Semenyih marks the end of PH’s honeymoon: Analysis

03 Mar 2019 / 19:24 H.

SEMENYIH: When PAS secretary-general Datuk Takiyuddin Hassan reiterated on Feb 17 that his party would not contest in Semenyih in favour of Barisan Nasional, the writing was already on the wall for Pakatan Harapan (PH).

The honeymoon was over for the coalition.

The reality was that the combined strength of PAS and BN, represented by Umno, was just too formidable for Parti Pribumi Bersatu Malaysia (PPBM) in the battle to win over the hearts and minds of the Malays-Muslims. It was PPBM’s candidate that would represent PH in the by-election.

Race and religion played a major role in determining the outcome and in a constituency where 68% of the electorate are Malay-Muslim, winning them over was all that was needed to take the seat.

Of course PH, with the government machinery and Tun Dr Mahathir Mohamad behind it, was no pushover. From the start, it was obvious that it was a battle between PH, represented by Muhammad Aiman Zainali, and Zakaria Hanafi of Umno.

The other two in the four-cornered fight — Nik Aziz Afiq Abdul of Parti Sosialis Malaysia and independent candidate Kuan Chee Heng were not expected to cause a ripple, much less present a challenge to Aiman and Zakaria. Aiman polled 17,866 votes almost 2,000 less than Hanafi’s 19,780. Nik Aziz and Kuan trailed by a mile, with fewer than 1,000 votes each.

But Zakaria had the upper hand. Umno and PAS have had decades to build up strong grassroots support, a luxury that PPBM does not.

Umno and PAS took the opportunity to play the race-and-religion card — alleging that under PH, power was now in the hands of non-Malays, and that the appointment of non-Malays as the Chief Justice, Attorney-General and Finance Minister was against Malay-Muslim interests.

It didn’t help PH that many of its pledges have not been fulfilled nine months after it was swept into power.

Political scientist Prof Dr Sivamurugan Pandian said there were attempts to split Umno and PAS by portraying the Islamist party as “insincere”. To discredit PAS, PH campaigners banked on issues such as the RM1.4 million payment to Sarawak Report editor Clare Rewcastle-Brown and claims that it received money from Umno.

“In the end, the combined might of BN and PAS was hard to dismiss, never mind that PAS president Datuk Seri Abdul Hadi Awang did not attend a mammoth rally in Semenyih,” Sivamurugan said.

According to former Jelutong MP Jeff Ooi, the Semenyih voters, who are mainly working class people, are more concerned about bread-and-butter issues, particularly the rising cost of living.

The division among parties within PH is also beginning to bite.
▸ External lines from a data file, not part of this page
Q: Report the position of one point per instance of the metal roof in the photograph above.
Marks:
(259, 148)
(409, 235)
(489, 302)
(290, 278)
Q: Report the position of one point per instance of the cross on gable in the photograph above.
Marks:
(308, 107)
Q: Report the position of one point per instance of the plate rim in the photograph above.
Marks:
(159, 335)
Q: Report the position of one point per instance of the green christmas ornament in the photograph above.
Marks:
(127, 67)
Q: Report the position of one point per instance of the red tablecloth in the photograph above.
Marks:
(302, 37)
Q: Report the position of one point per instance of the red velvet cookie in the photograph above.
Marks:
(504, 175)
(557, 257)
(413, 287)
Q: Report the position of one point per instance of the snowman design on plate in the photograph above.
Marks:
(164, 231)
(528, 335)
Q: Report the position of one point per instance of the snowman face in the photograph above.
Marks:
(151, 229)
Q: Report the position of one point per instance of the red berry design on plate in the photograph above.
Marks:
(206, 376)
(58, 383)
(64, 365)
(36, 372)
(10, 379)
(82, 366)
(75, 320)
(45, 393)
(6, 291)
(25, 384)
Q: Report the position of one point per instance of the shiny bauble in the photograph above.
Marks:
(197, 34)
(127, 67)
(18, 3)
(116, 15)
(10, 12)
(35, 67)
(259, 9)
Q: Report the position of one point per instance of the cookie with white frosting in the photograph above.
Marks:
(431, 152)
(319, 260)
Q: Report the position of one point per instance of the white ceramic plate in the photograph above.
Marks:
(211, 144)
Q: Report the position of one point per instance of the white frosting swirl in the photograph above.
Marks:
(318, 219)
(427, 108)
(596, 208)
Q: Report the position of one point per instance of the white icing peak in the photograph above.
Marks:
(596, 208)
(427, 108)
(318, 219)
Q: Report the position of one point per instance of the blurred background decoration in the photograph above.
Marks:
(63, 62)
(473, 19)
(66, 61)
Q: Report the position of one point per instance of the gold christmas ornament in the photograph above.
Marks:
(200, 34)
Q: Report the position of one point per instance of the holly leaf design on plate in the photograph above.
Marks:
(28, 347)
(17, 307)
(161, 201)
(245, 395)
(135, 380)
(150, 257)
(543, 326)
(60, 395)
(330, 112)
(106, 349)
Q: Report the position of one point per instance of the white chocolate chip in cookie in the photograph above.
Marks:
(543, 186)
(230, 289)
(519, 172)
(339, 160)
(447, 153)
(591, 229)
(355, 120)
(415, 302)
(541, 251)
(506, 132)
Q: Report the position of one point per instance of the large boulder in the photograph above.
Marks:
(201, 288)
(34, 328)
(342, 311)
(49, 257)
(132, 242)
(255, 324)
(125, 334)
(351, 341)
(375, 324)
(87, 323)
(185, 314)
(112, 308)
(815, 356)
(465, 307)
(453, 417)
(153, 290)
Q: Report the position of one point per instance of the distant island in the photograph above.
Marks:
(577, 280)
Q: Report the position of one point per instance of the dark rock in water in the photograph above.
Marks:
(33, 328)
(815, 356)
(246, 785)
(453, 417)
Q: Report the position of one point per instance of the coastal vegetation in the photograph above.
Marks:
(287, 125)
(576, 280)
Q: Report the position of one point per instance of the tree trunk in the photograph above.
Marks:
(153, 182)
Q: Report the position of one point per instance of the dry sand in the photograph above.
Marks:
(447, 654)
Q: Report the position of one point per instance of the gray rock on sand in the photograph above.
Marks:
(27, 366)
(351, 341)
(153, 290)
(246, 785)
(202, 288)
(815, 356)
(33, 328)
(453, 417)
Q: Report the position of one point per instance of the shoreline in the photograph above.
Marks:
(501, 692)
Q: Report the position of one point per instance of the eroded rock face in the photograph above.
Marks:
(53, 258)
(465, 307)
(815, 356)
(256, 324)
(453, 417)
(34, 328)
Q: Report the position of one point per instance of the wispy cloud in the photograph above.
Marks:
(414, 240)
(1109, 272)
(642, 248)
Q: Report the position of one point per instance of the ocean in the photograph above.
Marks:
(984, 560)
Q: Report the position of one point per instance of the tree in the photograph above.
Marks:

Long-time political observer Rahmad Isahak pointed out that the rift between PKR president Datuk Seri Anwar Ibrahim and his deputy Datuk Seri Azmin Ali is taking a toll not only on the party but on PH as well.

PKR is the coalition’s biggest party and Anwar is slated to be the next prime minister.

Even as the dust settles in Semenyih, another battle is looming — this time in Rantau.

Acting Umno president Datuk Seri Mohamed Hasan won the seat unopposed in GE14 but the Special Election Court has ruled that the returning officer erred in barring PH candidate Dr S. Streram from filing his nomination papers.

The Election Commission has filed an appeal in the Federal Court to overturn the election court’s decision.